Rayno: News and notes from Gophers' first summer scrimmage
- Blog Post by: Amelia Rayno
- July 16, 2013 - 9:38 PM
It’s been a while since we fully got to check in with the Gophers, who recently started summer practices with new head coach Richard Pitino. And the passed time is evident – in many respects, it’s hard to recognize this team.

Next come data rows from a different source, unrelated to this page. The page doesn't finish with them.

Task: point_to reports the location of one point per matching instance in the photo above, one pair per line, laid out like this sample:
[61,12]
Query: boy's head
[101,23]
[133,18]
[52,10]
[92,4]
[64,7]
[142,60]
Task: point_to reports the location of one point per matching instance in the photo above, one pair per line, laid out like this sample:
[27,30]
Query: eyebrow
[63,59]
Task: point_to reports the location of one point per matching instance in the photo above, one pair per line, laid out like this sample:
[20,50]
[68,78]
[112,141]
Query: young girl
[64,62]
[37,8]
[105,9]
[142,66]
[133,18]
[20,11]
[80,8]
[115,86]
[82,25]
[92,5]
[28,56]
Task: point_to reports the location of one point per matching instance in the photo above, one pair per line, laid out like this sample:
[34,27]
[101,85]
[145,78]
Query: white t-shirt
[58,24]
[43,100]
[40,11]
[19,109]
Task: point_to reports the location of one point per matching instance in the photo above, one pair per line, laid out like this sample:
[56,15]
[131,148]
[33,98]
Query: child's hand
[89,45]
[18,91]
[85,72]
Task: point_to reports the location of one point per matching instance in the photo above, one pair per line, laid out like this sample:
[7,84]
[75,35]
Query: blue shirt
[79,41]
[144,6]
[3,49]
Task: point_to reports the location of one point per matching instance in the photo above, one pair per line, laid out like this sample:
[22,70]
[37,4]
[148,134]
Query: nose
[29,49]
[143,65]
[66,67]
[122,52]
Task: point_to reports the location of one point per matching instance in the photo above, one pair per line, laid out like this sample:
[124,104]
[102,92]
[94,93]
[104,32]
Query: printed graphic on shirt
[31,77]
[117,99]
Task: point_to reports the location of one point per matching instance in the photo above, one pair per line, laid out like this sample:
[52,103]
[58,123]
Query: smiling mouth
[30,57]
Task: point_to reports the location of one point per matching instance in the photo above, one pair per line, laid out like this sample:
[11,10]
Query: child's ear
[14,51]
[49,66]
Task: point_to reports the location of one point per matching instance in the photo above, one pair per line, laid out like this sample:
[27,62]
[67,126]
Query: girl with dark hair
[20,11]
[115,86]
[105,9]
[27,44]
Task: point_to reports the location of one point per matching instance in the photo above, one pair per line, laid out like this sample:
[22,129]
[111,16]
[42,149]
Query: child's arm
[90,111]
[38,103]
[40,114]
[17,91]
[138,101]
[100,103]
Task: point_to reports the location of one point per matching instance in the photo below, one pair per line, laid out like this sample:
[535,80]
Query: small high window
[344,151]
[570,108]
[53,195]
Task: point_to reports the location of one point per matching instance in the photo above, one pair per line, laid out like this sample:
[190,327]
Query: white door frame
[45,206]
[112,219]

Tuesday, the media was allowed to view about 10 minutes of the Gophers’ hour-long practice (teams are allowed two hours a week under new NCAA rules) as they has their first “scrimmage” of the summer. The laid-back session featured two eight-minute halves with Pitino mostly just watching. The Gophers have had five practices so far this summer and an individual workout – and have focused on getting up and down the court and ton, and getting the players accustomed to making shots when they’re exhausted. Pitino’s experiment on Tuesday was to see how the team communicated without his guidance and sort out any natural leaders on the court.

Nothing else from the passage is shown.